I think these protests happening against the lockdown show how pathetic we are. In the U.K. they clap and cheer their healthcare workers. Here we give them unnecessary crap with these protests.
It isn't one or the other. A couple of the guys I know who participated in the Lansing protests were also organizers of local efforts to celebrate and support our local health care workers. The protests weren't about the front line workers, any more than an anti-war protest is about the enlisted men and women.
Thanks - I don't think that was intentional, but agree that it should have been planned to avoid it.
That hospital is down the street from the state capitol. Access ends up blocked by almost any demonstration of any size.
what was the deal with buying seed? Was it banned or was garden stores not essential. Here they were allowed to be essential.
In Michigan stores like Target and Wal-Mart were ordered to prevent people from buying “non-essential” items. Enforcement happened by stores blocking off areas and putting up signs on products to explain they were not sellable. This led to a lot of confusion about what was deemed “essential,” in at least one instance a big box store was preventing people from buying car seats.
Garden stores, if all they sell is gardening stuff (not hardware or lumber or groceries) were deemed non-essential in the governor's first order. So they were already closed. The second order ordered the closure of non-essential departments within stores that had an exception to continue operating as essential - places like Lowes, Meijer and Walmart - and specified garden centers as one of the departments that had to be closed. Some stores interpreted that as only the outdoor center, where live plants and soil and such are sold, while others taped off their seed racks and gardening gloves and pots inside the store as well.
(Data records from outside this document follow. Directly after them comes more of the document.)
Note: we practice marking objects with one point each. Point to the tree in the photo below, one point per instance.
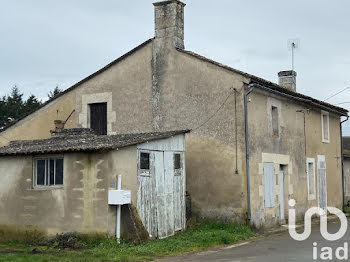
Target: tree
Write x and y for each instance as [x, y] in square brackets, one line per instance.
[54, 93]
[32, 104]
[15, 104]
[12, 107]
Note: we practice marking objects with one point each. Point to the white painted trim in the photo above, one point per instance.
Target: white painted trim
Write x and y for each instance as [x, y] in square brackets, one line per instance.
[311, 160]
[325, 113]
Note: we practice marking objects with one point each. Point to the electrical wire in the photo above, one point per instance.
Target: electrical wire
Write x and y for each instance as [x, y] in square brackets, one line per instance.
[337, 93]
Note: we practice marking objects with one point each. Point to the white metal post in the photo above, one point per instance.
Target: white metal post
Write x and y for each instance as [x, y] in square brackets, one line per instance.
[119, 187]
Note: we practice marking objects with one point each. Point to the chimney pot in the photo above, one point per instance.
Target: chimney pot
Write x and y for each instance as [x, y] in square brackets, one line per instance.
[287, 79]
[169, 22]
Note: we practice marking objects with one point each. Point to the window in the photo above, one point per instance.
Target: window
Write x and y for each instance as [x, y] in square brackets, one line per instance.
[310, 169]
[274, 121]
[48, 171]
[177, 161]
[325, 126]
[98, 118]
[144, 161]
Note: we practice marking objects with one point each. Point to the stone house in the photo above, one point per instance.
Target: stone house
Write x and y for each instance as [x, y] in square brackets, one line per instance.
[253, 144]
[62, 184]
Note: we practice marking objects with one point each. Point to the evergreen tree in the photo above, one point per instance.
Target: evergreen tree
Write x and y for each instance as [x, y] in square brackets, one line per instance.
[32, 103]
[15, 104]
[55, 92]
[12, 107]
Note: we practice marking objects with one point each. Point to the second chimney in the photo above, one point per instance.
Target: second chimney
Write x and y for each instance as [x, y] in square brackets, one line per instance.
[288, 79]
[169, 22]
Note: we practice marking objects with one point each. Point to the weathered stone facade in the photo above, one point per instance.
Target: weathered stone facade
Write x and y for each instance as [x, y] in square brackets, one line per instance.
[161, 86]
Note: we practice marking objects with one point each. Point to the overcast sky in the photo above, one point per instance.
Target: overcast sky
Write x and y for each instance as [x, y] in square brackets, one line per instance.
[46, 43]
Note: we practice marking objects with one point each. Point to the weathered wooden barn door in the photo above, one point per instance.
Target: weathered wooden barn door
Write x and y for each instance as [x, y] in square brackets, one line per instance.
[145, 194]
[269, 185]
[179, 192]
[161, 186]
[281, 183]
[322, 184]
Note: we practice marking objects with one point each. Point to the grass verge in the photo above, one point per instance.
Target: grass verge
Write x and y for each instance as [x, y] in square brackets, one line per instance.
[195, 238]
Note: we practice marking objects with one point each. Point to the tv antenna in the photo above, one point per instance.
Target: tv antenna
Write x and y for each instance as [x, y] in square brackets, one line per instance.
[292, 45]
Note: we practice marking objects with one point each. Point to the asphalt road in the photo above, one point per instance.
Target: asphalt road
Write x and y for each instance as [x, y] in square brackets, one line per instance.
[277, 247]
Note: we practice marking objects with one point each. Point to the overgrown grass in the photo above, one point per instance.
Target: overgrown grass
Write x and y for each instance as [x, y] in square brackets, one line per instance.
[195, 238]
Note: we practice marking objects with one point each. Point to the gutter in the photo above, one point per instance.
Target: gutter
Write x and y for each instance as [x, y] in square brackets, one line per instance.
[251, 88]
[342, 160]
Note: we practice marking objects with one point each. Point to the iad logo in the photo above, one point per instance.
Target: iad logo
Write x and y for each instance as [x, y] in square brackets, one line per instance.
[326, 252]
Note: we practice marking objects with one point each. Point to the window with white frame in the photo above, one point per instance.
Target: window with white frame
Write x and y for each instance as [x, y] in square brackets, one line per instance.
[311, 181]
[48, 171]
[325, 126]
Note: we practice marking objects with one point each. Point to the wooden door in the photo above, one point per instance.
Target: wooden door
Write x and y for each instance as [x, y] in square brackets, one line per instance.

The same issues arose with paint - some places only closed their paint-tinting departments, but were still allowing the sale of pre-mixed paints, spray paint, brushes & trays, etc. while others roped off the whole section. And with furniture - some places interpreted that to mean baby furniture, including car seats and high chairs and cribs, or stopped the sale of play rugs in the toy department, while others took it more narrowly and only closed their household furniture section. And as I mentioned up in my first reply in this post, getting guidance from the state on which of these interpretations was correct was a difficult thing to do, especially in the first week or so of the order.
5-Month-Old Daughter of New York City Firefighter Dies from Coronavirus: She 'Was the Boss'
Did we over react? Ask the parents of this 5-month-old.
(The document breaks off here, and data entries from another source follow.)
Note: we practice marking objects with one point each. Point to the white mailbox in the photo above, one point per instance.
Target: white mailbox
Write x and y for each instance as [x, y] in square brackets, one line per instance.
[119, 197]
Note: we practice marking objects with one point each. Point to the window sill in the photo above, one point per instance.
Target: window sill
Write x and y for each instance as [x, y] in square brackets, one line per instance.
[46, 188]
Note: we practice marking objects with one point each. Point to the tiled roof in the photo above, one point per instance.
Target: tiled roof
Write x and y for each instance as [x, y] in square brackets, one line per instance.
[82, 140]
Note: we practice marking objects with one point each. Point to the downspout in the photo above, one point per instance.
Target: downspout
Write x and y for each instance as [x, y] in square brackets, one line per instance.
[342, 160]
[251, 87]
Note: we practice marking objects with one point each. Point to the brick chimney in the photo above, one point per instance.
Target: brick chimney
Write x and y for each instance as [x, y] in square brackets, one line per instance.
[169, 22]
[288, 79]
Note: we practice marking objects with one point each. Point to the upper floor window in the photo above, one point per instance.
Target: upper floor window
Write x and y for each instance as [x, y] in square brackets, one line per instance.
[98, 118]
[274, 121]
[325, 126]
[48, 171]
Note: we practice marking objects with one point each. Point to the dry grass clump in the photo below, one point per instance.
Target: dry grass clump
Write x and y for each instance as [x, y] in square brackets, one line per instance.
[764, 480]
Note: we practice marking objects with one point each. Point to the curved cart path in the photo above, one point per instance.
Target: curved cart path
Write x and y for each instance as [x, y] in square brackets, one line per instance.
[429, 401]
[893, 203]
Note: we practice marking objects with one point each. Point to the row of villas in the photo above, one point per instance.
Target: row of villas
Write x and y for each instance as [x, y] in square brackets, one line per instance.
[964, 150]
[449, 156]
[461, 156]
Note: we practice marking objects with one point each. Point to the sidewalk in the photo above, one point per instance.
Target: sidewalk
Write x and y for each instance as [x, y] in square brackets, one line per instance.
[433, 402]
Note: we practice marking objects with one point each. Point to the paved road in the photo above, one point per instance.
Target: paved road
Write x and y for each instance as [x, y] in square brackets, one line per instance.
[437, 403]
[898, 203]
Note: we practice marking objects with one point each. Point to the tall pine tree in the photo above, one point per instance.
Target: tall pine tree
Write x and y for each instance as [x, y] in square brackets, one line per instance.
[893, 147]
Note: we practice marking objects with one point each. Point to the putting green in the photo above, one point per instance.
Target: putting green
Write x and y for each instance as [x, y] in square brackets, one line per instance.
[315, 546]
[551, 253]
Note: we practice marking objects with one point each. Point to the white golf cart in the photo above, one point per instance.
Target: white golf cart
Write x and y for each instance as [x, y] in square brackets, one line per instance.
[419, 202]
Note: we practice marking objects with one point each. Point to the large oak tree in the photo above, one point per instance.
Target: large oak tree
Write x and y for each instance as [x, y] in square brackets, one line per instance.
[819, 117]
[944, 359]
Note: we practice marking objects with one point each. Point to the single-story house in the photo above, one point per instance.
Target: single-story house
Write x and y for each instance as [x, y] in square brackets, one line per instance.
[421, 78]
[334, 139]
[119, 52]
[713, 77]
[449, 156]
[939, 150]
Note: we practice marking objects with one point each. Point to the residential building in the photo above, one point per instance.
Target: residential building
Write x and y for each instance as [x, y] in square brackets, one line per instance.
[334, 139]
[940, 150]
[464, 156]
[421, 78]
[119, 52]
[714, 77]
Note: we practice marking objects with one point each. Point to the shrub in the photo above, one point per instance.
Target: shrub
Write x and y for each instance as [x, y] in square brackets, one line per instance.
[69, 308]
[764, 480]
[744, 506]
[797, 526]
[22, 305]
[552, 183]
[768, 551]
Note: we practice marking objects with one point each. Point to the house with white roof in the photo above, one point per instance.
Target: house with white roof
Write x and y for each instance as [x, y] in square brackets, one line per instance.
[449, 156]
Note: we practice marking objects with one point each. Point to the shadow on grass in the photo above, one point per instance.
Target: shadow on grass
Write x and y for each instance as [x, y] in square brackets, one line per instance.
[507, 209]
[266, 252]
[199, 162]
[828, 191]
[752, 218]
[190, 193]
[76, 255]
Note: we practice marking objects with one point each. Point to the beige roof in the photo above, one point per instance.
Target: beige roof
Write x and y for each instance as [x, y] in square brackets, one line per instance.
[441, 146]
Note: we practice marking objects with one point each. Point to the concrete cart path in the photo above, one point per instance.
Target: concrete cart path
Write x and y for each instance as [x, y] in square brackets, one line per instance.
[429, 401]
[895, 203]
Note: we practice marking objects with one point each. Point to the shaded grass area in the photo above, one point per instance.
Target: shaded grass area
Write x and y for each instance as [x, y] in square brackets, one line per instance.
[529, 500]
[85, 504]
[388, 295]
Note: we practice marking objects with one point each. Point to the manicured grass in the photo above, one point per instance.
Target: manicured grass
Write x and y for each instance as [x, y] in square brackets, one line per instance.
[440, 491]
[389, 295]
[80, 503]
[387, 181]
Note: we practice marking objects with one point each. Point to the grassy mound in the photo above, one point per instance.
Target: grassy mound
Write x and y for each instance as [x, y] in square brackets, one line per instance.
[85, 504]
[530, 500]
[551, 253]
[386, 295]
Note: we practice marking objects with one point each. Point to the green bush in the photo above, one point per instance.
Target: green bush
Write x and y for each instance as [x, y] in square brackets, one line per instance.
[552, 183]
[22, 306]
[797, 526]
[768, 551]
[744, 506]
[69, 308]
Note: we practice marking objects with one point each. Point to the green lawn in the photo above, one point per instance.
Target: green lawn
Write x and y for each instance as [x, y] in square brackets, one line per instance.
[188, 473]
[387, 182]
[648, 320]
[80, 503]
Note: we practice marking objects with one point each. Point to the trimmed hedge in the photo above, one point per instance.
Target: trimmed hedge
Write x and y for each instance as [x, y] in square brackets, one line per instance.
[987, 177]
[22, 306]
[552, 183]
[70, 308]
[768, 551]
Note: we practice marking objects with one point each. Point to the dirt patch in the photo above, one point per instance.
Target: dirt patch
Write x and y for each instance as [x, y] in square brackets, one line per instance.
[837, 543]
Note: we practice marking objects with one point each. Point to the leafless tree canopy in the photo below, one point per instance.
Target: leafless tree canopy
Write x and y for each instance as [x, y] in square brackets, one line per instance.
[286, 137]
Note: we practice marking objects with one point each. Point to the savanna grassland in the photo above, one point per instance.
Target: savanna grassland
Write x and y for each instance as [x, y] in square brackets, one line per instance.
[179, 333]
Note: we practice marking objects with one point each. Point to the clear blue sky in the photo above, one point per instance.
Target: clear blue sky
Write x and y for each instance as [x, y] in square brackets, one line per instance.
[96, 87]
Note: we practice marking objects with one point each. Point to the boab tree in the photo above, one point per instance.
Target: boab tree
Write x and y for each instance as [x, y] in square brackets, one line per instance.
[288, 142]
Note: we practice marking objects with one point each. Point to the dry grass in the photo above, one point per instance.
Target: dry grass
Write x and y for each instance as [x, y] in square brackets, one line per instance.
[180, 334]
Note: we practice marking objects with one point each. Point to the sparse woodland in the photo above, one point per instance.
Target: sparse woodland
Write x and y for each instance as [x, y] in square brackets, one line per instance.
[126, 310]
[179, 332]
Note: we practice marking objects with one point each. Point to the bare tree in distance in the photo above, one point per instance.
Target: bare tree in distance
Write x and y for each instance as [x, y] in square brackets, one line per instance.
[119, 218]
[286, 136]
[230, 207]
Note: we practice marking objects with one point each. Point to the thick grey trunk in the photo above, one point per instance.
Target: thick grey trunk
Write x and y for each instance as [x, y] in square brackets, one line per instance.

Good public policy can't be based on appeals to emotion, no matter how tearjerking. I mentioned on another thread that I have a couple of nurse friends who think we need to outlaw backyard pools and "swim at your own risk" beaches because they've seen a couple of real horror stories of kids coming in brain dead but breathing after being revived at the scene of the drowning. We could undoubtedly save hundreds of lives a year if we did that. But would it be good policy? I'll bet if you asked the parents of one of those dead kids, they'd say yes. Does that make yes the right answer automatically? Or do we weigh something more than a family's grief in setting policy for an entire state or country?